Wayne Gonzales

I can still remember Wayne Gonzales’s series of paintings constructed around the figure of Lee Harvey Oswald and the Kennedy assassination, shown in 2001 at the Paula Cooper Gallery and at the Consortium of Dijon. Of particular note was the juxtaposition of paintings of an acid pink and yellow ad for Jack Ruby’s nightclub, a stripper who looked like Marilyn Monroe, and a ballistic diagram from the Warren Commission report (Magic Bullet Theory, 2001)—so many postphotographic indices of a history already constituted yet still in fragments. Far from the tidy narratives of Oliver Stone in his film JFK or James Ellroy in his American Tabloid, the “narrative” constituted by these paintings was shot through by doubt, fragmented by the sequencing of the canvases and rendered illegible and almost abstract by webs of pixels and dots à la Sigmar Polke: historical painting, then, not as truth but as question.

Gonzales is still taking on both historical events and their representations by using archival documents whose authenticity is all the more doubtful for having been retouched on the computer before being dealt with in paint. But now he aims to envelop us in a cloudy vision of the present—a vision magnified by imagination, paranoia, and the dull thud of war. An isolated canvas: a blurred view of the White House. Distributed throughout the gallery space: three weightless and spectral visions of the Pentagon. The paintings emanate a nonspecific sense of impending danger, as if a distant siren were approaching. The repetition of motifs from one canvas to another forms a kind of loop that creates suspense. Rather than reusing the elements of an event that has already taken place, Gonzales distills something else here, a suspended time, a volatile element ready to burst into flame, an imminent event, something like the spirit of history. In an e-mail the artist explained, “I wanted to explore some ideas and feelings I have about the political climate created by the Bush Administration; the war in Iraq; patriotism; political power, credibility and responsibility; being an American and an Artist.”

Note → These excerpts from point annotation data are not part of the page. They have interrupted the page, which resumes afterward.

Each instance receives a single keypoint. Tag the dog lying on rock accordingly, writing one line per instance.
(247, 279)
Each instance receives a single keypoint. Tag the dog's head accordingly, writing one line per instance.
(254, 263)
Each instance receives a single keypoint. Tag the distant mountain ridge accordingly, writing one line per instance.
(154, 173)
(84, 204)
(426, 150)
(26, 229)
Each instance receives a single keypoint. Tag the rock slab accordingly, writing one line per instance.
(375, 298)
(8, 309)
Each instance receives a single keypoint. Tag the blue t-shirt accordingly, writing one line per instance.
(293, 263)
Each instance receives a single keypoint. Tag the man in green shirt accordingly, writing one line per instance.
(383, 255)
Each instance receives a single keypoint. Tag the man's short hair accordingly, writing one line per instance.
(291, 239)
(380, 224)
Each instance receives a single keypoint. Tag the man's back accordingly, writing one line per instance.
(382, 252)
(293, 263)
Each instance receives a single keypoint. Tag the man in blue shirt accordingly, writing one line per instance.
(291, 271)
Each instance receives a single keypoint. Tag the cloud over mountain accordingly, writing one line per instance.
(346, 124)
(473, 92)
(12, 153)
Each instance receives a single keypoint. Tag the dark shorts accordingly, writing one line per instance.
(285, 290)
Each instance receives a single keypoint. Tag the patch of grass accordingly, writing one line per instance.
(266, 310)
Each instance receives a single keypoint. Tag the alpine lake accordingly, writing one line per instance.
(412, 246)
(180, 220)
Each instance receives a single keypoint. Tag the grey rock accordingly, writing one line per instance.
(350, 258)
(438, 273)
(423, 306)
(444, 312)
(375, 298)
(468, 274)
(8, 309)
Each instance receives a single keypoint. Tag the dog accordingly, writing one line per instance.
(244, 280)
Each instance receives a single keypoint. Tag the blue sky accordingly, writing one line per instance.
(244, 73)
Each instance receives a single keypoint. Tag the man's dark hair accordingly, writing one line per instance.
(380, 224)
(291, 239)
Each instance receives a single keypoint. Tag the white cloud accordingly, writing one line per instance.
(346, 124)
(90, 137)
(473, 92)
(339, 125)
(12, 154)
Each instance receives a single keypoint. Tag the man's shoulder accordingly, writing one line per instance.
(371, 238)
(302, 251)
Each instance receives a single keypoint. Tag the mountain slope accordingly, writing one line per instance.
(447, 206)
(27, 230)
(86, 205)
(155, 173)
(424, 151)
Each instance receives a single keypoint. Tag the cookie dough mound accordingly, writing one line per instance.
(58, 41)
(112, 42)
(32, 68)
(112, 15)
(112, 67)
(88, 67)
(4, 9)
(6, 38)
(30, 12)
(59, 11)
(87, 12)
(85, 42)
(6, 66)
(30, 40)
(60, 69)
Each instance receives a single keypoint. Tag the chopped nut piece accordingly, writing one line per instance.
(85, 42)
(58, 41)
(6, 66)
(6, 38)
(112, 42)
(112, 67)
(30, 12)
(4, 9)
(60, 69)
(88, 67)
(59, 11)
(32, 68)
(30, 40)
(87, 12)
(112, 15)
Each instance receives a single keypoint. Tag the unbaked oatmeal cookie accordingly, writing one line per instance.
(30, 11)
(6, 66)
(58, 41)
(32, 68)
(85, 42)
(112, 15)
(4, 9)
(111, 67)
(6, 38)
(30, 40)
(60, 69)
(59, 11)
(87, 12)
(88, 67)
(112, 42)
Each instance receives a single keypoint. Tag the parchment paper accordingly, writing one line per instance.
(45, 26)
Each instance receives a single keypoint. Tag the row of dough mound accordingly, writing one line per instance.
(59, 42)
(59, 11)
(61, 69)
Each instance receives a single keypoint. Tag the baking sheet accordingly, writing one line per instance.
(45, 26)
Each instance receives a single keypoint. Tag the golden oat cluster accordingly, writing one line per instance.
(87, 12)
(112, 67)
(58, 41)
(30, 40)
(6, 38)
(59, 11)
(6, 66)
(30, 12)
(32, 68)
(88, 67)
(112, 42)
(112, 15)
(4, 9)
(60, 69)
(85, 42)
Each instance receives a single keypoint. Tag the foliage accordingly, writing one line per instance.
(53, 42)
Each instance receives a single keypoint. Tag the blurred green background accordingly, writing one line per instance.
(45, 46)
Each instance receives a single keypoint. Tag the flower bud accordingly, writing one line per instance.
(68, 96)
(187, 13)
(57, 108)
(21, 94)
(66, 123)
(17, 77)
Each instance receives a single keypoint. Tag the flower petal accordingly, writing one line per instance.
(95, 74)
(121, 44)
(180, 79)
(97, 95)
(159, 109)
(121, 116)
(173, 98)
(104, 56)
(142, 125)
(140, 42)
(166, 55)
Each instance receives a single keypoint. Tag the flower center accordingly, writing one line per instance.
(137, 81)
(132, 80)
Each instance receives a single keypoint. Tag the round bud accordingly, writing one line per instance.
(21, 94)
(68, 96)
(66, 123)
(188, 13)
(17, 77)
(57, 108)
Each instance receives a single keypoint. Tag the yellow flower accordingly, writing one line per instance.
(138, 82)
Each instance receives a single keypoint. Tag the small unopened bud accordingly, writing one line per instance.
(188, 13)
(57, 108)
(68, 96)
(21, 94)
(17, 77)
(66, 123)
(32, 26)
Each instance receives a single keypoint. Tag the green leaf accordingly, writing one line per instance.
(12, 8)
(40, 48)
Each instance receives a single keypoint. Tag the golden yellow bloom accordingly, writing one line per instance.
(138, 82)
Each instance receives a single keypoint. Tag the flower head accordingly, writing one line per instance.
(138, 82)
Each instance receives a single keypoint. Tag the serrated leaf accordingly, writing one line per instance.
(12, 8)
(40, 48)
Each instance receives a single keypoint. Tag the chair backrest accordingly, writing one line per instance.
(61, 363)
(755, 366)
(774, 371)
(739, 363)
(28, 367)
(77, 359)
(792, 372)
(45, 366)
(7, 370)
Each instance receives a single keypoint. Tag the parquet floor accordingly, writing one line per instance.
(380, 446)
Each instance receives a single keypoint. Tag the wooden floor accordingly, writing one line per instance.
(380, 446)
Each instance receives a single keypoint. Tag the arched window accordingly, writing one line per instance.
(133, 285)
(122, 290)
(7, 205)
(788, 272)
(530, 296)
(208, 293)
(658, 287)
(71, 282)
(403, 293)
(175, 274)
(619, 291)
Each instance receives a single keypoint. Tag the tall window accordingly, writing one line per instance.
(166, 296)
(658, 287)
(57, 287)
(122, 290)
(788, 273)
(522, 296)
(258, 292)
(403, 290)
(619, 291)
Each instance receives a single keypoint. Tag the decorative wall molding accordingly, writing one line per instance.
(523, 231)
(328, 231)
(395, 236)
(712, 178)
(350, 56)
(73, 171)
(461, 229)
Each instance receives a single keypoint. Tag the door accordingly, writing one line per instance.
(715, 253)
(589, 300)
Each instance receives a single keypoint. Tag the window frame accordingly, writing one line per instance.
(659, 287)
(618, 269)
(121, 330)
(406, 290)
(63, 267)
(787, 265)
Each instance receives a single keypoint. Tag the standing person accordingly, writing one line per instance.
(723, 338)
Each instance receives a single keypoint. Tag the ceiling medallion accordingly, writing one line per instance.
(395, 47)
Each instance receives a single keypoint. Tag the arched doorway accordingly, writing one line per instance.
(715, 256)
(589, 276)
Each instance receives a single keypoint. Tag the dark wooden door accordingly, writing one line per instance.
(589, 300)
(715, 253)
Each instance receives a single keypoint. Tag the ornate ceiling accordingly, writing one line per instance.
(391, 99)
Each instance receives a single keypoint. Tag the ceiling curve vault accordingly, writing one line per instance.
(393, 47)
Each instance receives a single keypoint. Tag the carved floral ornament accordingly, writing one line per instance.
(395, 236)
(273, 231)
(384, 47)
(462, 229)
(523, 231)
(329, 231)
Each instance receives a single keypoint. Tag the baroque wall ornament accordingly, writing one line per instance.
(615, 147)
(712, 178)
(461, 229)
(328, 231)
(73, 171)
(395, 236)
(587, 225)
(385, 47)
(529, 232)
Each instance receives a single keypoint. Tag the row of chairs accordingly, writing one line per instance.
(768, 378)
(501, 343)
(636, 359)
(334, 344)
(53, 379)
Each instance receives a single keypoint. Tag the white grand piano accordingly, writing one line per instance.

This “age of suspicion,” as Nathalie Sarraute called it, and the political dimension of its fictions, are brought to a point in the digital morphing that allowed Gonzales to blend his face with photos of Oswald in Self-Portrait as a Young Marine and Self-Portrait as a Lone Nut, both 2004—paintings that have the ambiguity of Richter and the irony of Polke: a reversible and irreconcilable portrait of the artist as a patriot and a dissident. Political tension is reflected in pictorial tension. Gonzales’s canvases are divided between abstraction and figuration, between the spectrum of dark grays that occupies the first room and the dawnlike light grays of the second room, between legibility and obscurity depending on whether the gaze drifts into the distance or approaches the surface. The layering of dots that Gonzales applies with vinyl stencils onto his motifs is another technique of doubt: an obstacle tovision that at the same time stimulates the imagination. In this pictorial in-between state the blurred and fragmented narratives take form in the mind of the viewer. In the back of the gallery, the radiant image of a cheering crowd rounds out the show—but points toward what happy ending?

Jean-Max Colard

Translated from French by Jeanine Herman.